There's no Lennon track from his solo career more recognisable than Imagine. Beautiful in its simplicity, the song was the bestselling single of his solo career which surprised John because of the Communist connotations of the lyrics. However, the overall message of peace, love and understanding was everything his fans held dear and often, this is the track people point to when discussing his legacy. Yoko has stated previously that Imagine echoed John's views that "we are all one country, one world, one people" and there's a peacefulness to the record that wasn't always present in the Plastic Ono Band. John described the lyrics instead as "Anti-religious, anti-nationalistic, anti-conventional, anti-capitalistic" saying that "because it is sugarcoated it is accepted ... Now I understand what you have to do. Put your political message across with a little honey". Given the success and impact of his extensive catalogue, we reckon he had a pretty good understanding of how to put a message across but in many ways Imagine was the cherry on top of his writing career.

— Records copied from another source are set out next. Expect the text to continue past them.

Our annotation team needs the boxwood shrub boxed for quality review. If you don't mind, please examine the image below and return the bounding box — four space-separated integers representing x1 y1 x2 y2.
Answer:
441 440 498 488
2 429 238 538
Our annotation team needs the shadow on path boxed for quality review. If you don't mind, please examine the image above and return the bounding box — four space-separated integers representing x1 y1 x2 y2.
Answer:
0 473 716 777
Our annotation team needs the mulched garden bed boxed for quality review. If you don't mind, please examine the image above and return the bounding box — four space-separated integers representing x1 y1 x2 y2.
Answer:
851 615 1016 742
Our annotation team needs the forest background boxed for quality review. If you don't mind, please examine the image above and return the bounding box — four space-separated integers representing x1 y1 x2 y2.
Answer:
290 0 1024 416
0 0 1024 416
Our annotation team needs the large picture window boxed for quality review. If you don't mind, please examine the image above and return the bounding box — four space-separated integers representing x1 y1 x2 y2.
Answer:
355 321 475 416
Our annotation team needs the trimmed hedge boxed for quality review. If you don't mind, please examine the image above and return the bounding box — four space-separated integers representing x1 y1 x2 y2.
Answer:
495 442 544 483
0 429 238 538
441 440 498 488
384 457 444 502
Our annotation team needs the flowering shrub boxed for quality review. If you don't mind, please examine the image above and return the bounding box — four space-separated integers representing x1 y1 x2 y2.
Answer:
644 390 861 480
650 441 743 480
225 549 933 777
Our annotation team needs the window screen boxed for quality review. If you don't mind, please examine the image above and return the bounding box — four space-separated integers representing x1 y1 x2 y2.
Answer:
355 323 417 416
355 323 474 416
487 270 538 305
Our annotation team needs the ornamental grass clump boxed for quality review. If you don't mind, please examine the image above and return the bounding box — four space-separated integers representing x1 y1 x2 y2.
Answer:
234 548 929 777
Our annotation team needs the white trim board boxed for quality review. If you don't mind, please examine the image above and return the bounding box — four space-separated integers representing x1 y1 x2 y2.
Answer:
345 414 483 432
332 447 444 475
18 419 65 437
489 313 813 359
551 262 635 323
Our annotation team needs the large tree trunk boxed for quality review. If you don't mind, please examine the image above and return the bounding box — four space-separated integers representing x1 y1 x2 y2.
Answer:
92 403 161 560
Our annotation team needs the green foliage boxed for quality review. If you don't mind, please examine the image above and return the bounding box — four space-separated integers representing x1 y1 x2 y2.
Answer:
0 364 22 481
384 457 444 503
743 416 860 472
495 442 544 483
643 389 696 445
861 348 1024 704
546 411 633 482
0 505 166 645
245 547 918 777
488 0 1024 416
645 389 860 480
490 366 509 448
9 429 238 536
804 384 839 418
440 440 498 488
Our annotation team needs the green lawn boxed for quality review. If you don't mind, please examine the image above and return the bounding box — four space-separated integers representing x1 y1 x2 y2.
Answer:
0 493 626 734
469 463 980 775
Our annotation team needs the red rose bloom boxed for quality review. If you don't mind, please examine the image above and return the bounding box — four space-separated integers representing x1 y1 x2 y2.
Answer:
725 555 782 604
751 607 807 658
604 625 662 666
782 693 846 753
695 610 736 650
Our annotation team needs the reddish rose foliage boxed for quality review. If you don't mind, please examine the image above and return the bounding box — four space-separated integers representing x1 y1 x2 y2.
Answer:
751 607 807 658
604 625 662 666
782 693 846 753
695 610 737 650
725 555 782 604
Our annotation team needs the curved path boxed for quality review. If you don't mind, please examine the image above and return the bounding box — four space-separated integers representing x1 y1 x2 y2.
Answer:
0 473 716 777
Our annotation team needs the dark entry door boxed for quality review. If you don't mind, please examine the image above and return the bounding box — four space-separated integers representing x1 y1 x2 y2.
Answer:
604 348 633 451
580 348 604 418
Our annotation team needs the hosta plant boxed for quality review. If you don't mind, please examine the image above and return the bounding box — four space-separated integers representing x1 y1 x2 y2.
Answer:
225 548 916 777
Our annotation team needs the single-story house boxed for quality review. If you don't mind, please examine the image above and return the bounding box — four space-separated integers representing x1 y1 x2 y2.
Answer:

The track has not only gone on to become one of the most covered of all time but has become something of an anthem for world peace. You may say that he's a dreamer, but he's not the only one...

Final Thoughts

It's tough to wrap up such an iconic writer in only a few songs but we hope that this list has inspired you to revisit more of Lennon's work. He was only 40 years old when he was killed outside his New York City apartment building and the amount that he wrote and released during his life is absolutely staggering. We've no doubt that he'd still be writing today if he was with us but as sad a loss as it is, it's still an absolute pleasure to go back to some of his most notable achievements. Also a great rhythm guitarist with a keen ear for melody, Lennon had charm, charisma and a musical ability that's never been seen since. To put it simply, his work has changed the world and we wouldn't have it any other way.